Das Problem sei allerdings nicht neu, sondern vielmehr „in jedem Sommer ein Thema“. Dennoch habe der Senat bisher kein Konzept entwickelt, das immer wiederkehrende Fischsterben in den Gewässern nachhaltig zu stoppen. Problematisch ist auch, dass die Aufgabenfelder zur Intakthaltung des Kanals auf Senat, Bezirksämter sowie Wasser- und Schiffsfahrtsamt Berlin (WSA) verteilt sind. Während die Senatsverwaltung für Stadtentwicklung und Umwelt etwa die Wasserqualität verantwortet und die Wassergüte kontrolliert, sind die Bezirksordnungsämter Ansprechpartner an Land. Das WSA ist für die bauliche Konstruktion des Kanals und dessen Nutzung durch die Schifffahrt zuständig. Das heißt, für die Müllentsorgung an den Ufern ist der Bezirk verantwortlich, im Wasser der Senat – eigentlich.

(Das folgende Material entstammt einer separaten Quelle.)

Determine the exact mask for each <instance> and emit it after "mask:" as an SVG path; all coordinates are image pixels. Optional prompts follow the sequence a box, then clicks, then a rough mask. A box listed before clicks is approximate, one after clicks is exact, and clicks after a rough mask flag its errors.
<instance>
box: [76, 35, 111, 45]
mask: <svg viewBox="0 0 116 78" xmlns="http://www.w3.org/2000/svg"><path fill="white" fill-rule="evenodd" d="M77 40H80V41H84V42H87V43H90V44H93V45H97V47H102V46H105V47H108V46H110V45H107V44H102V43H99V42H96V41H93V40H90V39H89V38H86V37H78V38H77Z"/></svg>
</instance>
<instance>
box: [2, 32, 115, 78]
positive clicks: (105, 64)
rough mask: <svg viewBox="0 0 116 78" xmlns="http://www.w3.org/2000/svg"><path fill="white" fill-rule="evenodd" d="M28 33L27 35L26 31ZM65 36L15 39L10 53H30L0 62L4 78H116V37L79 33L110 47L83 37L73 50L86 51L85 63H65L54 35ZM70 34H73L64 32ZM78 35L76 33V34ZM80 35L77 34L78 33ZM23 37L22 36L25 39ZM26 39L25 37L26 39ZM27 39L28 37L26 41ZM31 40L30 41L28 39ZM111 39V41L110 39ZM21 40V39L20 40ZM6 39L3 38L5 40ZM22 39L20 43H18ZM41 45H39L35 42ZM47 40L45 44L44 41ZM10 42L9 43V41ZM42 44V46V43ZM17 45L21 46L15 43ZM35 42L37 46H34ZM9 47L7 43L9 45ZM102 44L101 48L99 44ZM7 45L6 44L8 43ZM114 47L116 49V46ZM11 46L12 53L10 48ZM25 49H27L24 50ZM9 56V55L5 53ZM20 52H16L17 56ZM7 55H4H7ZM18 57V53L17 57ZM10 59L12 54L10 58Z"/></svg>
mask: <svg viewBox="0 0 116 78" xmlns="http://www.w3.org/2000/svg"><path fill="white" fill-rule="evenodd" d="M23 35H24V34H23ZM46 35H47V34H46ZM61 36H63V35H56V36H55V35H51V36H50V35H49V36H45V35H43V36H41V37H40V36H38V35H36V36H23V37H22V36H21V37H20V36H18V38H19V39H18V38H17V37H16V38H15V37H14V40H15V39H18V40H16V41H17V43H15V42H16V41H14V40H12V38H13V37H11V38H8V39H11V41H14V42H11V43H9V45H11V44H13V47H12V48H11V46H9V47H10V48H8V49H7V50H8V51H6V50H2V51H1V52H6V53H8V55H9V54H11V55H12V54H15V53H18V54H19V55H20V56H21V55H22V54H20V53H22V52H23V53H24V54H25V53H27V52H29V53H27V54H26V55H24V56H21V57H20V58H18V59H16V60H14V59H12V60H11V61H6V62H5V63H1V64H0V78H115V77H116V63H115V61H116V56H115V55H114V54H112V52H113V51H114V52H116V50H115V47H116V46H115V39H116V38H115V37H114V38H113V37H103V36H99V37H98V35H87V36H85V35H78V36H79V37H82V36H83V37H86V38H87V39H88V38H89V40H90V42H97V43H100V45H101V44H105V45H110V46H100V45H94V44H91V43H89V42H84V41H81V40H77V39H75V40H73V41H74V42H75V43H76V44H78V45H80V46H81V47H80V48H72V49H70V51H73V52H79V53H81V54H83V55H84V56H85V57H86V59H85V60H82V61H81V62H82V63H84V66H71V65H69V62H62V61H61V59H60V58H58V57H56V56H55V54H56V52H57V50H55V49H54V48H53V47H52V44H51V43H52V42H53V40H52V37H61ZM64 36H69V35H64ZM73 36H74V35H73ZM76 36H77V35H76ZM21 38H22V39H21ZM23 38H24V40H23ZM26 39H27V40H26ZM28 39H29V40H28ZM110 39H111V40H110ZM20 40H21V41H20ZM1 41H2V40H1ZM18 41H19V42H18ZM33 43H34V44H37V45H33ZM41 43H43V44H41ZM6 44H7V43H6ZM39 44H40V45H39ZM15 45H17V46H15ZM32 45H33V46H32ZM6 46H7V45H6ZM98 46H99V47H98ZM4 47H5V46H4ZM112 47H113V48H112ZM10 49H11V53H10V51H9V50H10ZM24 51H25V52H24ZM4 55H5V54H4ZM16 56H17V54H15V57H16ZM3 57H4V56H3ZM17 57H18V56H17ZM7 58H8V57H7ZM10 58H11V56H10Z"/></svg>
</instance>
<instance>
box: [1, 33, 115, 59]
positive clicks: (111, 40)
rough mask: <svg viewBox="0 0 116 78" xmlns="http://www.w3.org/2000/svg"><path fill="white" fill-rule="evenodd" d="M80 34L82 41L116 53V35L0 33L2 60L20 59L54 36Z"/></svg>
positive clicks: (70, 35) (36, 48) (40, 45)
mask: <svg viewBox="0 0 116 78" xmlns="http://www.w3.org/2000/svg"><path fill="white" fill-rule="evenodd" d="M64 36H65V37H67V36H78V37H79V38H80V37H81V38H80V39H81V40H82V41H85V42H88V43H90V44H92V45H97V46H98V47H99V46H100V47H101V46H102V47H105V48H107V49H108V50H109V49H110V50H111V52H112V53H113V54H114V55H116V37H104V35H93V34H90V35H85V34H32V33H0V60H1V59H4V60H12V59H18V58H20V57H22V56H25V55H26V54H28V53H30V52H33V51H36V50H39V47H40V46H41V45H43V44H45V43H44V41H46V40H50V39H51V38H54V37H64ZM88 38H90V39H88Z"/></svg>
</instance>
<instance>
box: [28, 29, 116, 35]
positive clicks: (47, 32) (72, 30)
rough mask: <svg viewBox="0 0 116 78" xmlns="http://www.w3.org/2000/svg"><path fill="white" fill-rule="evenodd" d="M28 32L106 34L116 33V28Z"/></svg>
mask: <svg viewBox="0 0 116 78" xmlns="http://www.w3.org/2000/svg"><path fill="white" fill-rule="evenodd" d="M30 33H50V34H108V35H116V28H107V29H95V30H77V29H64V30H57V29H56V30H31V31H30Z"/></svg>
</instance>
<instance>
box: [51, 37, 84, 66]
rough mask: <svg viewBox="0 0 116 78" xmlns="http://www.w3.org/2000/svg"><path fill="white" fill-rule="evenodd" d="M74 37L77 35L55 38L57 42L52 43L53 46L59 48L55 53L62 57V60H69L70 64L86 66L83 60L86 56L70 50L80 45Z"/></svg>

Sobald sich der Müll aber in einem Ausmaß häuft, dass die Schifffahrt eingeschränkt wird, ist die WSA für die Entsorgung zuständig. Darüber, wo eine Zuständigkeit für die einen endet und für die anderen beginnt, kann es also unterschiedliche Auffassungen geben. Eine aktive Kommunikation miteinander ist damit notwendig, jedoch offenbar noch nicht vorhanden.

Bis es zu neuen, nachhaltigen Vorkehrungen kommt, können Berliner jedoch auch in den kommenden Sommerzeiten ähnliche Bilder am Ufer des Landwehrkanals erwarten.